Front view of the iconic Supreme Court building with classical columns and majestic architecture.

Connelly v. United States: Supreme Court Ruling Overview

On June 6, 2024, the Supreme Court of the United States issued a significant ruling in Connelly v. United States, addressing how the value of a closely held corporation’s stock should be determined for federal estate tax purposes—particularly when life insurance proceeds are used to fund a stock redemption agreement.

Background of the Case

Michael and Thomas Connelly co-owned Crown C Supply, a building supply company.
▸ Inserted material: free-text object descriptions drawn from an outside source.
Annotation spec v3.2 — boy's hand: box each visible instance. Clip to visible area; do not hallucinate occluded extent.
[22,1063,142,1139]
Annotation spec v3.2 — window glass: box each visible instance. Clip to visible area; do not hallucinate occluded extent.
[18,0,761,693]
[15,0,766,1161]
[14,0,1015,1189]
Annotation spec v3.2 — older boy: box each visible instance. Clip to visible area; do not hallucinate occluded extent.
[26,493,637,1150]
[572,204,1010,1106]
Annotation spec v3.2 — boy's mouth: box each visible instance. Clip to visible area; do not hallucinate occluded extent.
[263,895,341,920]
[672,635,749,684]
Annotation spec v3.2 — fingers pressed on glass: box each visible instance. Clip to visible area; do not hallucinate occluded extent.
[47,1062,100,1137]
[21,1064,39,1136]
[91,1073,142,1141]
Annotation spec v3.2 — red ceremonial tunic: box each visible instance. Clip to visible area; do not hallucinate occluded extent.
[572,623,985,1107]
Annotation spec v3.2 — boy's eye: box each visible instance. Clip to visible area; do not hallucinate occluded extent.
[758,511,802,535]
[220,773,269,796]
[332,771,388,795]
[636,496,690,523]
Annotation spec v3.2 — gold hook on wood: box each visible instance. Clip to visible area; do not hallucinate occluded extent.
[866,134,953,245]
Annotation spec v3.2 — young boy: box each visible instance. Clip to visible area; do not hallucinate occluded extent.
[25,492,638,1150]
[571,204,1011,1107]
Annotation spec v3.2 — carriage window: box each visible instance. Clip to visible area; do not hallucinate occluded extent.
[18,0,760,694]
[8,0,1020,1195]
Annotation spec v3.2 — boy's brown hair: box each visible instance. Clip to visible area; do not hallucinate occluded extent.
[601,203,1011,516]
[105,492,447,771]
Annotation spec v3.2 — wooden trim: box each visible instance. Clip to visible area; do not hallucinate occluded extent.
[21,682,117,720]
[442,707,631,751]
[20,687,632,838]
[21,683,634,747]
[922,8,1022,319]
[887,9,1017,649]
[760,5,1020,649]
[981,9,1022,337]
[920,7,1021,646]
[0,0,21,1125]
They had a buy-sell agreement stating that when one brother died, the surviving brother had the option to purchase the deceased’s shares. If the surviving brother declined, the corporation itself was obligated to redeem the shares—funded at least in part by life insurance policies on each brother.

When Michael Connelly died in 2013, Crown received $3 million in life insurance proceeds and used it to redeem Michael’s shares. The estate reported the value of Michael’s shares as $3 million, matching the redemption price. However, no outside appraisal was performed as required in the original agreement. Instead, Michael’s son and Thomas mutually agreed on the valuation in an “amicable and expeditious manner.”

At the time of his death, Michael held a 77% ownership interest. After redeeming his shares with the life insurance funds, Thomas became the sole shareholder of Crown.

IRS Dispute and Valuation Adjustment

The IRS challenged the estate’s valuation, arguing that the $3 million in life insurance proceeds should be considered part of the corporation’s value. Based on this reasoning, Michael’s shares were worth approximately $5.3 million, not $3 million—resulting in an additional estate tax liability of about $900,000.

Supreme Court Decision and Reasoning

The Supreme Court sided with the IRS. It held that when a corporation uses life insurance proceeds to redeem a deceased shareholder’s shares, those proceeds remain corporate assets and must be included in the overall valuation of the company. The Court emphasized that redeeming shares does not diminish the value of the remaining shares for estate tax purposes.

Implications for Business Owners

This ruling clarifies that life insurance proceeds used for corporate stock redemptions increase the value of the corporation and, consequently, the value of the deceased shareholder’s estate. Business owners should carefully review their:

  • Buy-sell agreements
  • Estate plans
  • Life insurance policies

Understanding these implications can help minimize unexpected tax liabilities.

Cross Purchase vs. Redemption Agreements

In a cross-purchase agreement, each shareholder owns life insurance on the others. When one dies, the surviving shareholder uses the proceeds to buy the deceased’s shares. This results in:

  • A change in percentage ownership among survivors
  • A step-up in basis for surviving shareholders—applies to income, estate, gift, and generation-skipping taxes

In contrast, company-owned insurance used in redemption agreements does not provide a step-up in basis for other shareholders.

Tax Planning Considerations

Cross-purchase agreements may offer better tax outcomes, especially for family-owned businesses, because of the step-up in basis. However, as the business grows, the cost and complexity of maintaining cross-purchase insurance plans can become a burden—often leading companies to opt for corporate-owned insurance.

Recommended Valuation Procedure Post-Connelly

To align with the Connelly ruling, consider this valuation method:

  1. Appraise the Business Without Life Insurance
    • Use a qualified appraiser
    • Apply minority discounts or other valuation adjustments
  2. Add Life Insurance Proceeds
    • Combine the appraised value with the insurance proceeds
    • This total reflects the accurate company valuation for estate tax purposes

As a result, each shareholder (including the deceased’s estate) should receive a proportionate share of the corporation’s full value, including the life insurance.